3.1. SC-YOLOv8 Network with Soft-Pooling and Attention Mechanism
Building upon the strengths inherited from the previous YOLO series networks, the YOLOv8 network significantly improves the overall detection performance through further optimization of the network structure. It has gained widespread application in various object detection tasks due to its efficient real-time processing and network architecture.
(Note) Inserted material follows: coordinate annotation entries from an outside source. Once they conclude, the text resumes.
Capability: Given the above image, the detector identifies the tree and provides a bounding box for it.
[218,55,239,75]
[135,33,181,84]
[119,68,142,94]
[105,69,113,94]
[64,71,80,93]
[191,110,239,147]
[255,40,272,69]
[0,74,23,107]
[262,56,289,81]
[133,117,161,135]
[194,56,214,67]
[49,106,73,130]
The overall structure of the YOLOv8 network can be divided into three parts: the backbone network, the neck network, and the detection head.
The backbone network functions as the feature extraction component, aiming to perform preliminary feature extraction on the input image and generate three different scales of feature maps for subsequent use.
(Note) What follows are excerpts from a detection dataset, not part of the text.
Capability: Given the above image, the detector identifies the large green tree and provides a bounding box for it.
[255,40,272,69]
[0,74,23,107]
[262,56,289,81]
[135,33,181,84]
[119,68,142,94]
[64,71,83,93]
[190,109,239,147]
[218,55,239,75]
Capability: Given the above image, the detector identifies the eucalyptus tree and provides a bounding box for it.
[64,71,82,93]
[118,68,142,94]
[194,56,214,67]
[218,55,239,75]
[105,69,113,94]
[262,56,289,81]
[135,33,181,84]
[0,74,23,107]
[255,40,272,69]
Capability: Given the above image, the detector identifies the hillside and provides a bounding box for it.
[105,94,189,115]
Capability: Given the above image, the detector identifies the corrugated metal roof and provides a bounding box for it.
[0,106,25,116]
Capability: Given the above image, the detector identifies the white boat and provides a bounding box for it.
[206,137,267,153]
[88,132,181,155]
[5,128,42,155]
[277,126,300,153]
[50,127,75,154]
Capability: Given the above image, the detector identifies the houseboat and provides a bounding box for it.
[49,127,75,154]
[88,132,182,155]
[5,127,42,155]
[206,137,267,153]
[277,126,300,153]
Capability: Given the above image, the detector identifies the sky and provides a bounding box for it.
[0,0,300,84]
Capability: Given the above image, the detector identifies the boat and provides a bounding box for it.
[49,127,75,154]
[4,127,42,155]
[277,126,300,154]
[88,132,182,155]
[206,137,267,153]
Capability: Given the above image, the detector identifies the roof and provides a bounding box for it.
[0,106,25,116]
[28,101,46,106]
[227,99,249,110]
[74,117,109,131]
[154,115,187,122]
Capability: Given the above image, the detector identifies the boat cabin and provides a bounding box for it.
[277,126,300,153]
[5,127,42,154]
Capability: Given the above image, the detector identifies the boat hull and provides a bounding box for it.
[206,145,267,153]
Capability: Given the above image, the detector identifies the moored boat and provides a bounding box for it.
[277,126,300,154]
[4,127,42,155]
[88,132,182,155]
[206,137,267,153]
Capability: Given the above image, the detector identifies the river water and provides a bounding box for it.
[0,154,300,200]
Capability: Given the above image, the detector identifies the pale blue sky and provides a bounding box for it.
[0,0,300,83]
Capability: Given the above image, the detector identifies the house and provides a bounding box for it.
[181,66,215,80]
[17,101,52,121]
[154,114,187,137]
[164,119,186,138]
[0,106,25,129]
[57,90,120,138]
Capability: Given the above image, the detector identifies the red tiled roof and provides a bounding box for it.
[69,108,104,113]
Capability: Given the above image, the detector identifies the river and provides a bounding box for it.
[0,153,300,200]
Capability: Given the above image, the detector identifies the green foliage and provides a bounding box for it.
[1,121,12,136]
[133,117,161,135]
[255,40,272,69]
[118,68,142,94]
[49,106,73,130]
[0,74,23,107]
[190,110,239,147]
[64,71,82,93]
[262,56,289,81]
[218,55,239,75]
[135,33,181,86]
The neck network is located between the backbone network and the detection head, and its role is to combine the feature information of the three feature maps extracted by the backbone network to realize the retention of features and extract more detailed information, and the neck network will output three new feature maps.
The detection head employs the features extracted by the preceding networks to make predictions, producing the final output of the YOLOv8 network.
This paper aims to optimize the feature extraction process of the YOLOv8 backbone network, and consequently, the enhancements to the YOLOv8 network are primarily focused on the backbone network. The modified YOLOv8 network structure proposed in this paper is depicted in
Figure 1.
First, we propose an SC-ConvModule, which reduces spatial and channel redundancy between features during convolution operations by replacing the standard convolution of the ConvModule in the YOLOv8 backbone network with SCConv. Simultaneously, improvements are proposed for the SPP-Fast module in the YOLOv8 network. In the original SPP-Fast module, the use of max-pooling operations may lead to partial loss of local information. To solve this problem, we introduce soft-pooling branches to build a dual-branch SPP-Fast module to fully extract feature information. To further enhance the network performance, we embedded a newly designed SPM-CBAM module in the YOLOv8 backbone network. We improve the CBAM (convolutional block attention mechanism) module by combining a multi-scale depth-separable convolutional kernel and soft-pooling techniques to more effectively regulate channel attention and spatial attention. This innovation aims to enhance the model’s adaptability to different scales and features, thus improving the accuracy and robustness of target detection. In summary, this paper is dedicated to optimizing the feature extraction and attention mechanism of the YOLOv8 network through several module and technique improvements, aiming to achieve a higher level of performance.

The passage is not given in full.